Flexible Spending Dollars or HSA: You may be able to use these funds to cover session fees if your therapist accepts payment via credit card - just double check that therapy qualifies under the terms for use as per your flex spending/HSA policies.

Sliding Scale: Many private practice therapists are dedicated to making therapy accessible, and will reserve some appointment slots for clients who are not able to afford the full fee. No need to be shy about asking if this is an option.

Associate Clinicians: Associates are therapists who have a Master’s degree and are gaining hours toward their license. They are highly trained, practicing under the supervision of licensed clinicians, and usually charge a bit less.

Sliding Scale Counseling Centers: In most cities, you’ll find counseling centers staffed by associate therapists that offer services at a lower rate. This is a great way to work one-on-one with a private practice-style clinician, without the high fee.

Group Therapy: Groups are a powerful, effective option for working therapeutically in a safe, supportive space. The added benefit here is community and shared experience. Group therapy can also come in many forms; everything from working with a qualified clinician to less formal gatherings like a bi-weekly Women’s Moon Circle I attend with other women to talk about our struggles, triumphs, and intentions at each turn of the moon (it’s mystic not woo-woo ok?!).

Employee Assistance Program: As an added employee benefit, some employers offer a set number of therapy sessions with contracted therapists through an EAP. Full disclosure, since I’m proud to say advocating for accessible mental health support is a family affair (and yes, I realize it’s ironic how long I resisted that support), my father started an EAP business 30 years ago at www.eniweb.com. Your HR department can tell you if an EAP service is available for you.

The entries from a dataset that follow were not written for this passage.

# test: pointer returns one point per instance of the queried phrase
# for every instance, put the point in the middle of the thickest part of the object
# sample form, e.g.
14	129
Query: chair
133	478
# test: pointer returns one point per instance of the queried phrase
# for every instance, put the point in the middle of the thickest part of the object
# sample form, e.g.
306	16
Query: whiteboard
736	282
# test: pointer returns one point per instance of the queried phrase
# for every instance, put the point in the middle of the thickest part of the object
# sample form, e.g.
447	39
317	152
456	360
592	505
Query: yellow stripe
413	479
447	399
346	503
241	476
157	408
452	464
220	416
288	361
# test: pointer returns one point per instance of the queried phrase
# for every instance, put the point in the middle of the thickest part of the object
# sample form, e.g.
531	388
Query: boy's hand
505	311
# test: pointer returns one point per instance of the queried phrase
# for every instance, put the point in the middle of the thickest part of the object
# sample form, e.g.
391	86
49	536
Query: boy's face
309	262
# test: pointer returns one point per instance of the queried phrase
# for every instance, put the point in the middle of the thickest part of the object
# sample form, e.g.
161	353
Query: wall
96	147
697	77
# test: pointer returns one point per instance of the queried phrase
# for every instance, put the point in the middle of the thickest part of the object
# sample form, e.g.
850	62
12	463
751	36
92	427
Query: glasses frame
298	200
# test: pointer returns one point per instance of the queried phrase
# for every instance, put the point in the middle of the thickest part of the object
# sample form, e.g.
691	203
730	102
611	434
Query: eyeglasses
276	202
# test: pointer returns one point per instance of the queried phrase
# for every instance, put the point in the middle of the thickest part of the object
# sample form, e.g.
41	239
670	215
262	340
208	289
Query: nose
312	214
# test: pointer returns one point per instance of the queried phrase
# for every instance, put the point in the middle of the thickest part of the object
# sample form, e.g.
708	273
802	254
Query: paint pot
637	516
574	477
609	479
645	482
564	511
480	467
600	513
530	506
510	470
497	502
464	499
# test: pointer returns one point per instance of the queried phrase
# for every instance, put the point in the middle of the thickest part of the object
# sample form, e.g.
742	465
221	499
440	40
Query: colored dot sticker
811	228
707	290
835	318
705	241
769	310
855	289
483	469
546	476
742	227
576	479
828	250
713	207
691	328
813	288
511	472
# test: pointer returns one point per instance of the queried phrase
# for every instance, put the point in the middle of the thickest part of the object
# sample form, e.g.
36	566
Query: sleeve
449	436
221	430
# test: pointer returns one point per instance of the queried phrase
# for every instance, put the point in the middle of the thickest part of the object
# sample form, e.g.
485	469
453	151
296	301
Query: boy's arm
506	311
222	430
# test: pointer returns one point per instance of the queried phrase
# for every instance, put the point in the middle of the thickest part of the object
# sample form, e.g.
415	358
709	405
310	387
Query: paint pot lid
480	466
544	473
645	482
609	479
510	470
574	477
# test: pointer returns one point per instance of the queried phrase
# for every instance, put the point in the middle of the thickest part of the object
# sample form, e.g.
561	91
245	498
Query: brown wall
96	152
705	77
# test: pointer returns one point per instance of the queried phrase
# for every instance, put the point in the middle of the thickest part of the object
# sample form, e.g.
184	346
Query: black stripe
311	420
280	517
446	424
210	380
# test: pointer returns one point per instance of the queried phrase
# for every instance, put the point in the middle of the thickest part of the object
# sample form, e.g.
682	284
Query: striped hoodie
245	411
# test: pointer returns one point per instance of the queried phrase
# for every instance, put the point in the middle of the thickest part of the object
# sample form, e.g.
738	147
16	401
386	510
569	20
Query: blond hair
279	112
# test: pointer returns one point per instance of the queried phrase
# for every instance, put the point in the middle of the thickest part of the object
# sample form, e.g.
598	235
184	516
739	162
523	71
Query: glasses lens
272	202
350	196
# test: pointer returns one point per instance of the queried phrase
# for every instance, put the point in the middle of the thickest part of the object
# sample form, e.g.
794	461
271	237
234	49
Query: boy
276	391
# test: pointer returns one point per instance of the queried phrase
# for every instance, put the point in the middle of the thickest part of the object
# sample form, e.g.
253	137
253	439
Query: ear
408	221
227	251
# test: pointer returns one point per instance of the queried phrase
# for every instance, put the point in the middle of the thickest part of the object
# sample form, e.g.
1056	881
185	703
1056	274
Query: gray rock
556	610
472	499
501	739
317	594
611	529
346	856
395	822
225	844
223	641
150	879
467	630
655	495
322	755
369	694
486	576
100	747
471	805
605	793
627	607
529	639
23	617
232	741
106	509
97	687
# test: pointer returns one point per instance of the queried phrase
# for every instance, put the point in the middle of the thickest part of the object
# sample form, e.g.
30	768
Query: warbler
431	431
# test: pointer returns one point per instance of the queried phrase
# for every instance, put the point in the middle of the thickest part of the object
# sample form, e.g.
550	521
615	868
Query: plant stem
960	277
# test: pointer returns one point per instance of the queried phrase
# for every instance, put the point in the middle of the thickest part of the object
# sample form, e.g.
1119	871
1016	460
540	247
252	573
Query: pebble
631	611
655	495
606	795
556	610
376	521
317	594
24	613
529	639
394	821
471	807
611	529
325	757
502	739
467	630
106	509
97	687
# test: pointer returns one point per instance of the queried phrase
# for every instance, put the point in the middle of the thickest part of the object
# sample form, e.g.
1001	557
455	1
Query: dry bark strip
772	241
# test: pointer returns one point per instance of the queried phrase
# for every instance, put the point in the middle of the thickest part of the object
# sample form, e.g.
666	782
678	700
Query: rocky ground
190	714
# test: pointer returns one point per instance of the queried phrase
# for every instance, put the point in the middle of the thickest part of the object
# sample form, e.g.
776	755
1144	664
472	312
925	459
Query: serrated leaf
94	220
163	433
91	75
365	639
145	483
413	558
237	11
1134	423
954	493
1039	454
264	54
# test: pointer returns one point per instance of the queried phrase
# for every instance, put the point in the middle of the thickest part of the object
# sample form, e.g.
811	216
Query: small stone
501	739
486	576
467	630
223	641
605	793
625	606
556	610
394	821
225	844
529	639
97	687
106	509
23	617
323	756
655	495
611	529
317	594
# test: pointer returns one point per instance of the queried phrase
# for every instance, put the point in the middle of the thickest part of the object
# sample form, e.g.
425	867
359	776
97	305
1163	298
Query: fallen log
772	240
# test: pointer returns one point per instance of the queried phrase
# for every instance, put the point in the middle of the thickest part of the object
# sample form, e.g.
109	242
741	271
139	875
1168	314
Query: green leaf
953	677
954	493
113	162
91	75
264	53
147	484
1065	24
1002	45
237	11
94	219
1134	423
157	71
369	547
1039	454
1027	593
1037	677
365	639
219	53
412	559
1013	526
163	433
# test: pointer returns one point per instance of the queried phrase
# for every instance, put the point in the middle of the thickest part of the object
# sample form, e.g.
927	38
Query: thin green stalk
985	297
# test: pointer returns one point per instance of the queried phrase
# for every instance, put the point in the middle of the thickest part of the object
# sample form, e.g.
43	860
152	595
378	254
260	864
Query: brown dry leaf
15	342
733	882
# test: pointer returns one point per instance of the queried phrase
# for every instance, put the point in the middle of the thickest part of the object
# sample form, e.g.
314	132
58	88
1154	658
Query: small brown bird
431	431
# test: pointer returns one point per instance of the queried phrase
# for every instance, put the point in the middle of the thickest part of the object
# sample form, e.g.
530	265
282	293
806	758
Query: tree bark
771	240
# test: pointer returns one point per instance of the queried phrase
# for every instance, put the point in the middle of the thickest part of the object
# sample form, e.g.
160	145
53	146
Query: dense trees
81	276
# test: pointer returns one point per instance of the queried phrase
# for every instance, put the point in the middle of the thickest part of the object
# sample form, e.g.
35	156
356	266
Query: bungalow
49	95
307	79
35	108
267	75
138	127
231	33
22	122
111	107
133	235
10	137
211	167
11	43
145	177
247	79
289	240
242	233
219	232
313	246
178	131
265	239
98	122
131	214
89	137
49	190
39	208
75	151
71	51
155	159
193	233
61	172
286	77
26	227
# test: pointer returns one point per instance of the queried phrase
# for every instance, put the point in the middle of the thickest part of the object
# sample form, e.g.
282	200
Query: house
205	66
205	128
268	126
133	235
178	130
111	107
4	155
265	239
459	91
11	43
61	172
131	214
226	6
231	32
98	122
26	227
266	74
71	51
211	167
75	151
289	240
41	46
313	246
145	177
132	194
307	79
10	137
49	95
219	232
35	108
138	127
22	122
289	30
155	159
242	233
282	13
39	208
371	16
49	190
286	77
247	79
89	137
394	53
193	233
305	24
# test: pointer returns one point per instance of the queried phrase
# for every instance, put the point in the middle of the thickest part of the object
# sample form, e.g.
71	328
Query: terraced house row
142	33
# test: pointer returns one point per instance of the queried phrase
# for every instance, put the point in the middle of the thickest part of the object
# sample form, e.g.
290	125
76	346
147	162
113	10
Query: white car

Life by Design was born out of a need for my own self-healing after decades of unresolved illness. It wasn’t until finding the courage to look within that I discovered it was my own belief system holding me back from experiencing a truly thriving life. We all have access to that thriving life. We just need to rediscover our power and ignite the healing-self. Only then can we unapologetically live a life by our own design.